The second Power Poll question focused on the respondents’ feelings about reopening. They were asked “What’s your comfort level with Palm Beach County’s reopening process?” Nearly half of those who answered, or 45.9 percent, agreed with the statement “I am confident that our state and local leaders are setting safe and reasonable guidelines.” Another 22.30 percent agreed that “I agree with reopening, but with stricter guidelines, including 25 percent capacity for retail/restaurants and no congregating on beaches.” Interestingly, 31.76 percent agreed that “sheltering-in-place orders should have been maintained at least through the end of May.”
>> PHOTOS: Part II - Reopening Palm Beach County
“Sooner we open, the better,” responded Palm Beach State Attorney's Office spokesman Mike Edmondson. Meanwhile, Julie Seaver, Executive Director of Lake Worth’s Compass LGBTQ Community Center, commented that while she understood “the need for entering into reopening phases, slowly, smartly and safely,” she felt that “mis-report(ing) of the testing numbers...to encourage the phases of reopening has instilled a lack of trust in most of us. Transparency is KEY to the success of reopening.”
And Patrick Franklin, president and CEO of the Urban League of Palm Beach County, is concerned that “we have not done enough to protect the most vulnerable in our community, the front-line workers who are going back to work to support their families,” and that those people “do not have an adequate supply of PPE’s at their respective workplace to sustain an extended period after reopening.” He also said there had not been “enough testing in the low-income minority communities throughout Palm Beach County. A plan of action needs to be developed and implemented for continuous testing. Be safe and make good decisions.”
The third and final Power Poll question concerned the unexpected time at home that many in the county found themselves with during the lockdown. They were asked, “As we gradually regain some normalcy to our everyday lives, what will you miss most about sheltering-in?” More than half, or 52.70 percent, responded that they would most miss “time with my family that’s often lost through our hectic schedules,” while 31.08 percent said that “I will miss nothing about sheltering-in.” Meanwhile, 12.16 percent of respondents said they would miss “opportunities to start or complete household projects, discover a hobby or improve a skill, such as cooking,” and 4.05 percent said they’ll miss “opportunities to start or complete household projects, discover a hobby or improve a skill, such as cooking.”

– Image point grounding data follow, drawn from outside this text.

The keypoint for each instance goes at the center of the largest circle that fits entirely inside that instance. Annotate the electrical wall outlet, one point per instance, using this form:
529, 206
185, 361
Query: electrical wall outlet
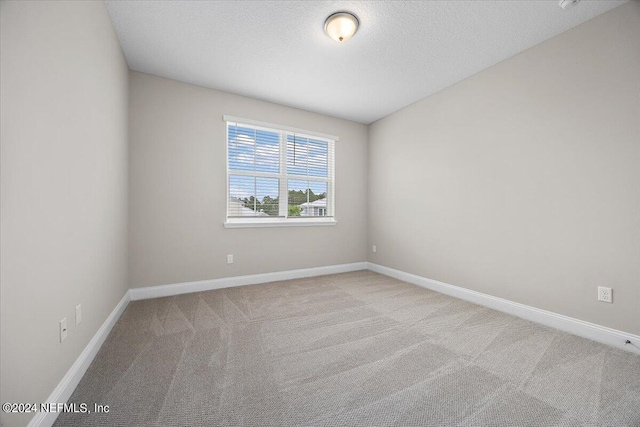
63, 329
605, 294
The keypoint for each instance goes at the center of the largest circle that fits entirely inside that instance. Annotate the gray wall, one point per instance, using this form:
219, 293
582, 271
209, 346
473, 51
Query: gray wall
177, 196
523, 181
64, 188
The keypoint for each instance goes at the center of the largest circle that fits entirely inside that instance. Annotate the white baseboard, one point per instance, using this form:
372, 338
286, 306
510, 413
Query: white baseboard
70, 381
568, 324
227, 282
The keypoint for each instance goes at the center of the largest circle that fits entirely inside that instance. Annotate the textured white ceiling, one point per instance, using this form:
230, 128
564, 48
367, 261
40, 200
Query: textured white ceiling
277, 50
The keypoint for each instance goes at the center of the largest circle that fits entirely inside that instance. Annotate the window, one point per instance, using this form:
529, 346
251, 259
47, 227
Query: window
278, 175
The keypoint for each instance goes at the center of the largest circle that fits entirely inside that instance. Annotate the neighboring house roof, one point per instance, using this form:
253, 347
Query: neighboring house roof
320, 203
237, 208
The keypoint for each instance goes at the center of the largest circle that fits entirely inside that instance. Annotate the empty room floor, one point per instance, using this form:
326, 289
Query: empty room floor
353, 349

Jan Cairnes, CEO of the Hanley Foundation, had a different take on the subject of how the stay-at-home orders have affected her time. “I’m working an average of three additional hours per day because I am working from home. I don’t have time for household projects, cleaning out my closet, sewing, or any of those things that you might spend time doing if you had leisure time at home. My leisure time is really limited to weekends.”
About Power Poll: Power Poll asks questions of the most powerful, influential people in U.S. cities. It is not a scientific survey. But because the people responding to the surveys comprise the leadership structure of their cities, the results afford a fascinating glimpse into the thoughts, opinions, and beliefs of those in a position to make change. Power Poll is distinctly nonpartisan.